Chapter 21

64 4 0
                                    

-Namira-

Kinara?!

Aku menatap dokter yang menangani ibuku dengan raut penasaran. Ada tanda tanya besar dalam kepala tentang nama yang barusan dia sebut. Karena lelaki itu hanya diam saja, pandanganku pun beralih ke Kak Mike. Tapi bukannya mendapat jawaban, aku justru terkejut ketika mendapati kedua matanya kini terhunus tajam ke Dokter Ihsan.

Seperti tersengat, Kak Mike serta-merta melepas rangkulannya di bahuku dan bergerak cepat mendekati lelaki di hadapan kami. Dia lantas mencekal kerah bajunya, membuatku terperangah kaget dan bergegas menghampiri Kak Mike. Refleks kulingkarkan kedua tangan di lengannya, berusaha menahan lelaki itu agar tidak terjadi perkelahian di sini.

"Kak, jangan!" Aku berseru panik.

Dengan tatapan nyalang dan rahang mengeras, aku mendengar Kak Mike berdesis, "Kalo bukan karena janji gue ke Rara, saat ini juga udah habis lo sama gue."

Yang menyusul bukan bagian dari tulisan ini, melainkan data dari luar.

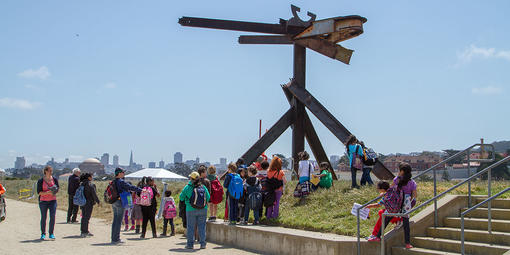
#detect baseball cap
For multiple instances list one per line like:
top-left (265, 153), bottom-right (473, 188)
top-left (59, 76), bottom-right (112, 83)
top-left (188, 172), bottom-right (200, 180)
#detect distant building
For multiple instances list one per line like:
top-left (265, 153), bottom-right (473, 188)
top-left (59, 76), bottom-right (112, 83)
top-left (101, 153), bottom-right (110, 166)
top-left (113, 155), bottom-right (119, 167)
top-left (14, 157), bottom-right (26, 169)
top-left (79, 158), bottom-right (105, 175)
top-left (174, 152), bottom-right (182, 164)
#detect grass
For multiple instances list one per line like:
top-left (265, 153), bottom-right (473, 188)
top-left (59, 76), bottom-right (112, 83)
top-left (2, 180), bottom-right (510, 237)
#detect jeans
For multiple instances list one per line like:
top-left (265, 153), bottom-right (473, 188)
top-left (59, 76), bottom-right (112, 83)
top-left (360, 167), bottom-right (374, 186)
top-left (67, 195), bottom-right (78, 222)
top-left (377, 216), bottom-right (411, 244)
top-left (81, 204), bottom-right (94, 234)
top-left (112, 200), bottom-right (124, 243)
top-left (228, 196), bottom-right (239, 222)
top-left (186, 208), bottom-right (207, 247)
top-left (39, 200), bottom-right (57, 235)
top-left (351, 166), bottom-right (358, 188)
top-left (267, 190), bottom-right (283, 219)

Kak Mike melepas cengkeramannya dengan satu sentakan kuat yang membuat Dokter Ihsan tak ayal tersungkur ke halaman taman yang berumput tebal. Dengan emosi yang masih dipenuhi amarah, lelaki itu mengenggam erat pergelangan tanganku dan menarikku pergi dari tempat itu.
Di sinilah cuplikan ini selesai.